I have opened many books since then. I am unfocused.I still put store by the significance of firsts. I considered which friends I would first welcome here, the first champagne we would drink, the energy that would fill this space. The first painting I would hang. I am sentimental about the first lover I have yet to bring to this home.
I harbour other superstitions. (Since when am I such a fool?) The keys were a sign. As I pulled them from my purse that first time, the chain pulled apart, keys clattered, and the Moroccan tassel fluttered to the floor. I don't know how I got in that first day. I have a million and five keys for this house, and only two of them fit one of the locks. Later that first day, I managed to snap the key to the basement door, still in its lock.

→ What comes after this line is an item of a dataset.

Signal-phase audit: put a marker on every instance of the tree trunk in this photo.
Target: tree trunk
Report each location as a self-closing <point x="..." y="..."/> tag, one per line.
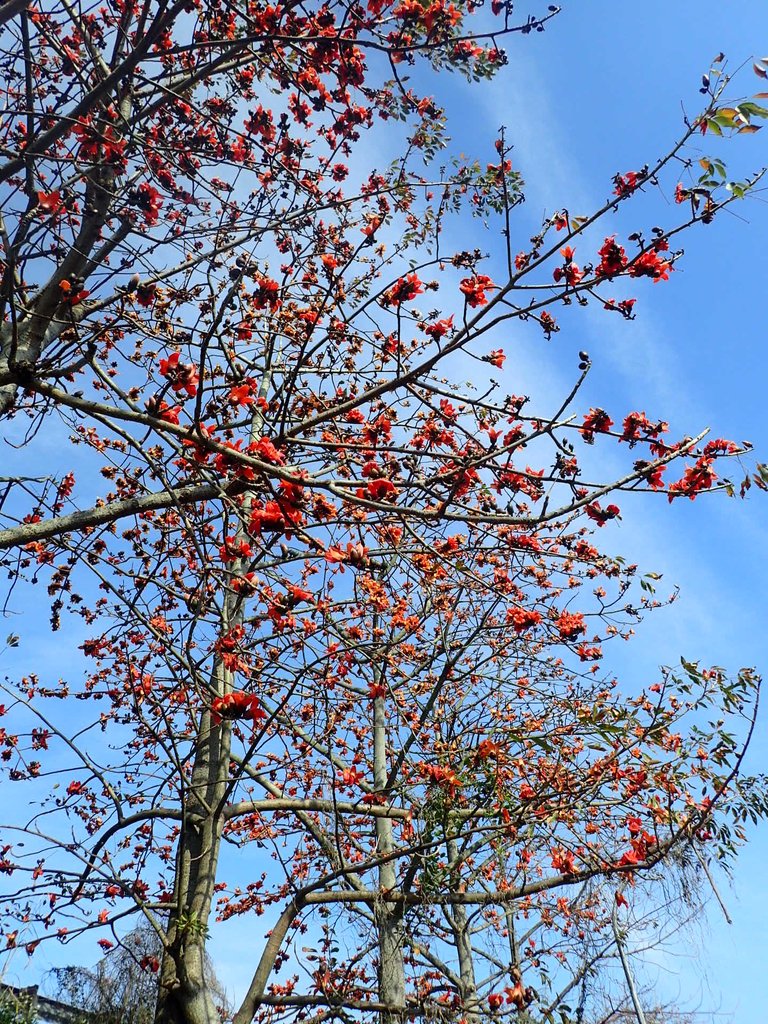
<point x="388" y="914"/>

I have been beset by a million and five setbacks — mortgage complications, tax miscalculations, delivery delays, lost shipments, miscommunications. Any one of them is a barely perceptible glitch, but together they cause interference, a disruption; they give cause to take pause, reconsider the foundations.

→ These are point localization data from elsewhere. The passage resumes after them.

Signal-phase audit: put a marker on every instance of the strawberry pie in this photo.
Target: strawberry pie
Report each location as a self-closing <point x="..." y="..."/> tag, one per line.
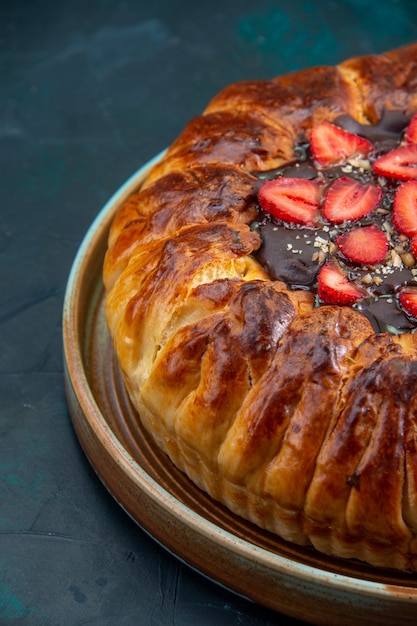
<point x="262" y="303"/>
<point x="349" y="211"/>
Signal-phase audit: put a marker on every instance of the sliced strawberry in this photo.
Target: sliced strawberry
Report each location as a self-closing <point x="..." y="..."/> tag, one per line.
<point x="400" y="164"/>
<point x="334" y="286"/>
<point x="404" y="214"/>
<point x="410" y="135"/>
<point x="331" y="145"/>
<point x="413" y="246"/>
<point x="366" y="245"/>
<point x="293" y="200"/>
<point x="408" y="300"/>
<point x="349" y="199"/>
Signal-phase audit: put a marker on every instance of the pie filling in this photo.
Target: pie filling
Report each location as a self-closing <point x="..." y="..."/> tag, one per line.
<point x="366" y="257"/>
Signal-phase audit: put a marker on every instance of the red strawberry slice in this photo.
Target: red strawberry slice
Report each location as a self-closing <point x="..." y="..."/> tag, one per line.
<point x="349" y="199"/>
<point x="404" y="214"/>
<point x="413" y="246"/>
<point x="400" y="164"/>
<point x="410" y="135"/>
<point x="334" y="286"/>
<point x="366" y="245"/>
<point x="331" y="145"/>
<point x="293" y="200"/>
<point x="408" y="300"/>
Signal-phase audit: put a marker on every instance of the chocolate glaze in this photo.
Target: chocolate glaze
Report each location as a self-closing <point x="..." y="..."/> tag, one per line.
<point x="290" y="253"/>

I am reading, but very little. I have cast some sculptures and am eager to clear a studiospace. I am on an 824-day streak of German lessons, but my heart is no longer in it. I still work too much. I still engage in real estate porn, to reassure myself that I made the right decision.
Things that are missing:
- My hotel-brand bathrobe, I'm sure I saw it amid the bagged blankets, but they're essentially all unpacked now
- The spare set of stone-carving tools, the ones in the cloth roll-up bag that I thought I could take to workshop because it wouldn't matter if any of them were inadvertently borrowed (maybe I took them that one day, maybe they were borrowed)
- A mailing tube containing Polish poster art, including one for Verdi's Makbet, or was it Don Giovanni, I remember pulling them out of the closet in the old place, now I have wall space for them and they're nowhere, was the tube thrown out with the disassembled boxes
- Romance, the ordinary kind, it doesn't have to be literary or heroic
I still feel like an essence not fully settled into its carrier, perhaps because the carrier is not clearly defined. Remnants of the previous owner linger; my essence is confused by them, grazes past them, hesitates before setting down.
This home is vast and drafty and quirky, it needs my labour and love.